Consider a "color cube" with RGB instead of XYZ. Split the cube into subcubes, but make them all overlap. Ensure they are all the same size. An easy to remember/calculate cube-pattern would be one that goes from 0-127, 64-191, 128-255 in all directions, making for a total of 27 cubes. For each cube, find what colors in the image fall into them.

As you make the cubes smaller and smaller, the results will change less and less and begin to converge on the most popular color ranges. Once you have that convergence, take the average of the range to get the "actual color".

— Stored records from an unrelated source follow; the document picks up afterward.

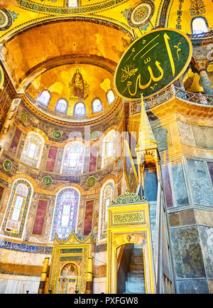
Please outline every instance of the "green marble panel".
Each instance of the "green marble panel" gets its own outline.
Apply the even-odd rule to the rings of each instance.
[[[213,191],[204,161],[187,159],[188,178],[196,204],[213,206]]]
[[[177,278],[205,277],[198,227],[171,230]]]

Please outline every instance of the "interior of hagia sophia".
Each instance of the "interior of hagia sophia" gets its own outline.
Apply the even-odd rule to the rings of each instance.
[[[0,1],[0,294],[213,293],[212,12]],[[160,29],[188,60],[126,99],[118,65]]]

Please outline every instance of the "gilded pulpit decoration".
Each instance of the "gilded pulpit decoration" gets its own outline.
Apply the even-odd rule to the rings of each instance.
[[[124,195],[121,195],[116,199],[115,202],[112,202],[111,204],[128,204],[128,203],[136,203],[141,202],[139,196],[136,193],[131,193],[129,189],[126,189]]]
[[[114,74],[115,88],[126,100],[157,94],[181,76],[192,53],[185,34],[165,28],[153,30],[134,41],[122,55]]]
[[[121,225],[128,223],[144,223],[144,211],[142,211],[133,213],[127,212],[114,214],[112,219],[113,224]]]
[[[83,79],[81,70],[79,68],[74,69],[74,74],[69,83],[70,90],[70,100],[85,100],[88,96],[89,85]]]

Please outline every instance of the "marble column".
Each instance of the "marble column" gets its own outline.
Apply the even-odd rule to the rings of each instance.
[[[208,60],[197,60],[195,61],[194,67],[200,75],[204,94],[213,95],[212,87],[207,70],[208,64]]]

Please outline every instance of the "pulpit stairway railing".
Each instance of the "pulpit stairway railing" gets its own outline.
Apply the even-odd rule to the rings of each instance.
[[[151,97],[145,98],[145,108],[146,110],[152,108],[175,97],[195,104],[213,105],[213,95],[187,92],[175,87],[174,85],[171,85],[160,93],[154,95]],[[130,115],[134,115],[140,112],[141,100],[131,102],[130,105]]]

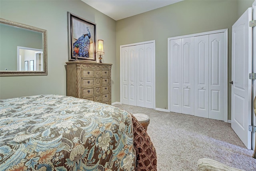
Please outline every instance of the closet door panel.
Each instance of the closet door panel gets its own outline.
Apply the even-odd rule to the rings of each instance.
[[[171,111],[181,113],[181,39],[170,40]]]
[[[154,44],[145,44],[145,106],[154,108]]]
[[[128,47],[122,48],[122,104],[129,104],[129,48]]]
[[[136,47],[129,47],[129,104],[136,105]]]
[[[137,106],[145,106],[145,56],[144,44],[137,45]]]
[[[195,37],[194,115],[208,117],[208,35]]]
[[[224,121],[225,37],[224,33],[209,36],[209,118]]]
[[[182,113],[194,115],[194,38],[182,39]]]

That's about as much detail as I can go into with my boss hovering around the cubefarm :-)

glowcoder
I think this seems like the best way to do it so far. I read about this method on another website (for a slightly different purpose) and I think part of the attraction is it just kind of sounds cool :PI'd still like to try a few different methods and see which gives the best results, but thanks anyway, I'll try yours first :)
TomFromThePool
+1  A: 

A rough idea of how you might be able to do this:
You could use java.awt.image.PixelGrabber to grab a 2D array of RGB ints from the image, pixel by pixel.

When you have this array populated, you can go through and sort however you want (sounds like it would be memory-intensive), and perform simple functions to order them, count them, etc.

Then you could look at java.awt.Color and, using the Color(int, int, int) constructor, create boxes with those colors (as visual placeholders) with the number of occurrences appearing below it.

To get the hex values for the color, you can use a String like so:

    String rgb = Integer.toHexString(color.getRGB());
    rgb = rgb.substring(2, rgb.length());

(substring is necessary, otherwise you'd get 8 characters)

Hopefully this gets you on the right track!

Resources: Color Class, Image Class

rownage
A: 

I know your trying to avoid third party libraries, but do take a look at OpenCV. They have some good stuff w.r.t image manipulation and analysis. Maybe that can work for you.